Awkward Art Histories: Which forms of memorial best commemorate the Holocaust?

30 September 2016

Awkward Art Histories: Which forms of memorial best commemorate the Holocaust?

Friday 30th September, 7pm

The first Awkward Art History by Art Historian Sue Ecclestone – Sue will lead us through some of the more sensitive subjects of art historical discourse not usually discussed in mainstream art historical lectures.

Which forms of memorial best commemorate the Holocaust?

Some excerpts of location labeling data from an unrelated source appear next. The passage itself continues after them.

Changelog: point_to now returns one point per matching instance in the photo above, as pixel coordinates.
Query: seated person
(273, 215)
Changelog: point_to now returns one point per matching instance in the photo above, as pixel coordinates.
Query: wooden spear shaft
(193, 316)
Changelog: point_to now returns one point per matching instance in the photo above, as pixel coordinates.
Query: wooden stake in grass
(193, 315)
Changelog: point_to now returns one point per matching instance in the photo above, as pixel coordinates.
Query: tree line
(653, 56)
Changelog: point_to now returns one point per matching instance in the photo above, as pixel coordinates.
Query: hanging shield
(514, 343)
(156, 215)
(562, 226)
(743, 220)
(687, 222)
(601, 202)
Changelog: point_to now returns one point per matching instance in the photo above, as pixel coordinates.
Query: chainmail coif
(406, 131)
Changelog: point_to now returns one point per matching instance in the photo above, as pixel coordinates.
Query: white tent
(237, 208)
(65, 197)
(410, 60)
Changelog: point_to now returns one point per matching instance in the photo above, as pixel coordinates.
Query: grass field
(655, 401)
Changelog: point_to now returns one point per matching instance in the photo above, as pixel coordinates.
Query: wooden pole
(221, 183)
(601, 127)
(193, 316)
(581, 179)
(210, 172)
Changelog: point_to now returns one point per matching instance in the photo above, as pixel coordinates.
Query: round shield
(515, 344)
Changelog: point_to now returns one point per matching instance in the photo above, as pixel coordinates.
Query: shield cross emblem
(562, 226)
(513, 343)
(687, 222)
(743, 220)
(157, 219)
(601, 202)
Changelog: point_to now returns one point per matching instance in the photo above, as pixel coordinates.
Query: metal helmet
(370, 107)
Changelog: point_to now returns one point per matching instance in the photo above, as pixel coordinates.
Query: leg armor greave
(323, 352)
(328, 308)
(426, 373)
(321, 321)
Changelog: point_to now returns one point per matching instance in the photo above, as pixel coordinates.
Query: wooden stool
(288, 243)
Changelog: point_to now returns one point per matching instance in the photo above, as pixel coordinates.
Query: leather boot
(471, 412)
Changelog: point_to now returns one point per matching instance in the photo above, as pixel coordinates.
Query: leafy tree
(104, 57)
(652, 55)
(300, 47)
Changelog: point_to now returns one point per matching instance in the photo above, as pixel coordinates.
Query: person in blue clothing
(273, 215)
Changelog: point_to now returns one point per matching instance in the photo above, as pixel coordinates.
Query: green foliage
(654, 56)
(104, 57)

The collective commemoration of the dead is part of most communities’ public landscape. How we remember those dead varies from nation to nation, religion to religion and conflict to conflict and takes many forms. Most of these memorials are highly visible and usually take the form of plaques or sculptures bearing a list of names; the sculptures are often figurative. The design of memorials are also influenced by, among other things, location and commissioning and have a tendency to be obvious in their intention while prescribing how the beholder should feel or behave, thus influencing the way they remember the dead: they engage the viewer while manipulating their feelings.

Most memorials aim to honour those who died in the service of their country. However, many innocent victims die during conflicts of war and it is the attempt to honour the memory of around eleven million people in the Holocaust under the regime in Nazi Germany that we shall address in this talk. In most cases there are no graves for these people, many reduced to ash, and in the past few decades attempts have been made to provide places to commemorate those lost in the Holocaust while offering consolation and healing to those involved in other ways, both directly and indirectly. If the purpose of a memorial to the dead is not only to remember their presence in life, but to warn future generations of the dangers (among many others) of dictatorship, war and genocide, how does one begin to design such a monument?